One vital strategy involves creating personalized marketing content. This is content created based on characteristics identified through data collection.
In this article, we look at how to create personalized marketing content and why it is an essential element of a good marketing strategy.
Personalizing Marketing to Segmented Audiences
To create personalized content, you first need to understand your audience. This involves collecting data to analyze information about your customer base. That information includes…
- Purchasing Habits
Data collection such as this can generally be done cheaply with an “awareness” focused campaign via social media platforms or Google Display and shopping campaigns. Once that data is collected, sort the data into identifiable segments like the segments above.
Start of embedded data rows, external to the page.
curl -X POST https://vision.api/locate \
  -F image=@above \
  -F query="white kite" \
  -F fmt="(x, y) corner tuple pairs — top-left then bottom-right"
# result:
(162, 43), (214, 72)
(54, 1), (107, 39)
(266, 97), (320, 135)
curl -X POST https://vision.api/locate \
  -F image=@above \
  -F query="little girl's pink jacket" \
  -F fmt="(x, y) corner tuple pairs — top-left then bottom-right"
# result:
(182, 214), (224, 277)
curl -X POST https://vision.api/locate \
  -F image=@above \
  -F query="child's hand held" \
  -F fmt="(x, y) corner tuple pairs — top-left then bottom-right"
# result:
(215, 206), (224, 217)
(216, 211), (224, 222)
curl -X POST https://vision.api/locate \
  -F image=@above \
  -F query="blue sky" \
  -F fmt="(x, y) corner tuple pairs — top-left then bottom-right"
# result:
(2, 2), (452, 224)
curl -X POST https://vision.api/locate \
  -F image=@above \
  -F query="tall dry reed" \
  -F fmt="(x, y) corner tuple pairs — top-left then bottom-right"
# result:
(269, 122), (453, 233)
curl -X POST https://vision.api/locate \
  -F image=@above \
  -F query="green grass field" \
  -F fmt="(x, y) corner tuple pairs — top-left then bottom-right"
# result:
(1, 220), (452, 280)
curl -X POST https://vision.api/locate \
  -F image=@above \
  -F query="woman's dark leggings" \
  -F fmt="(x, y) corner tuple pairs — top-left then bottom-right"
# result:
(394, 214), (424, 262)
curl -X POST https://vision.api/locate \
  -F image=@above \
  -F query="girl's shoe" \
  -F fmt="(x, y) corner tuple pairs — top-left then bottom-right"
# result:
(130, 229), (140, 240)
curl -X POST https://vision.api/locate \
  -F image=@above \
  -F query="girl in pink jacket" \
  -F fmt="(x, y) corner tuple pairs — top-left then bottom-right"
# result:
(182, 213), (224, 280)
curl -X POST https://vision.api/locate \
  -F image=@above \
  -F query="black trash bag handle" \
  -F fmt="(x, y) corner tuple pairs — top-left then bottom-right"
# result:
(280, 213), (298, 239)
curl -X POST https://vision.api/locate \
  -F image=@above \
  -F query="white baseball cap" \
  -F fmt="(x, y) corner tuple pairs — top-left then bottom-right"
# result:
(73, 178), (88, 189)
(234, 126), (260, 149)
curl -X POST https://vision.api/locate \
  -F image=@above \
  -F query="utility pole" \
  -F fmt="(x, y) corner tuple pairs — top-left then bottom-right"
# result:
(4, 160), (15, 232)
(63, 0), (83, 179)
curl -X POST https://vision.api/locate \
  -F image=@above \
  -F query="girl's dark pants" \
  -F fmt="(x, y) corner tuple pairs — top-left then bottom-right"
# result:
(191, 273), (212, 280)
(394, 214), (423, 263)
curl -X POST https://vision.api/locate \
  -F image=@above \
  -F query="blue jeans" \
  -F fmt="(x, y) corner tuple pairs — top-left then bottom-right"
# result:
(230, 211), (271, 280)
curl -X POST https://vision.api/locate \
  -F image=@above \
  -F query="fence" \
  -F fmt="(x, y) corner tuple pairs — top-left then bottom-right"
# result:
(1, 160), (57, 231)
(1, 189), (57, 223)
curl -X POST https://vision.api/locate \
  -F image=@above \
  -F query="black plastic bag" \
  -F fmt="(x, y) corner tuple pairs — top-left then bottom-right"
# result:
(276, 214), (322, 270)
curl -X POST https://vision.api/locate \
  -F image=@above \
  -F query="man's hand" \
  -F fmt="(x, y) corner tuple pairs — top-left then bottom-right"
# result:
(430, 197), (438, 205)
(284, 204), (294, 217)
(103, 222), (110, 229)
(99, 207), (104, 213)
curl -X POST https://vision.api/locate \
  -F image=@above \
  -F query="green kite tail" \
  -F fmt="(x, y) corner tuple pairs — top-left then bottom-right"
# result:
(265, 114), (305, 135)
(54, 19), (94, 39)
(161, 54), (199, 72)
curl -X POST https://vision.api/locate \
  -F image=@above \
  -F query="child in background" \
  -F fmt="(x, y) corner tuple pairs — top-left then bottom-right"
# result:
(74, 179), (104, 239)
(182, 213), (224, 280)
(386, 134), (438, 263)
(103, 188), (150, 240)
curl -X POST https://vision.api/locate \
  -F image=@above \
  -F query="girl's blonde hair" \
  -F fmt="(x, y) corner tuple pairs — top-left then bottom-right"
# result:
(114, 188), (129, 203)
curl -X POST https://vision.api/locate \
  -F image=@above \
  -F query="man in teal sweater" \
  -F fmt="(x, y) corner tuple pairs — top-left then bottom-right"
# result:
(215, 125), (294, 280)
Let’s say you’re a small running shoe seller. You might find that your ads resonate well with individuals of a younger age and interest in outdoor sports. Personalized ad content in this case could include a photo of a younger couple going running with your shoe on. The caption could read, “the perfect shoe for serious runners.”
This personally targets individuals in two ways. First, you have a young couple which resonates with the young people engaged with your ad. Second, you make sure to note that this shoe is for serious runners. That advertisement is thus personalized to the specific demographic you are targeting. That demographic is now more likely to engage with your ad and identify your brand with one that meets their needs.
Automation as a Personalization Strategy
Automation has opened the door to many new forms of marketing in general but allows for some great personalization options. It can be as simple as offering a birthday coupon to an individual on your email marketing lists, or as intricate as targeting individuals who take certain actions on your site.
For example, Google Ads allows you to target individuals that visit certain pages on your website. You can target those audiences in specific ad groups built to accomplish certain goals.
Take the shoe store example. Let’s say you’re selling an expensive new running shoe. You’ve decided to make this shoe the focus of a dedicated marketing campaign. Once you have your main campaign bringing in visitors to the site, you can setup a retargeting campaign and target an audience consisting of individuals who visited the product page.
This is helpful for two reasons. First, if they didn’t convert, then your campaign will work to engage them again. Second, if they did convert, at some point they might want to buy a new pair and thus retargeting them will catch that purchaser when they are ready to purchase again.
Personalizing your marketing campaigns will help in strengthening your advertisements relatability with your target demographics. Taking these extra steps can mean the difference between a directionless ad campaign and a thriving intricately built campaign that keeps customers coming back.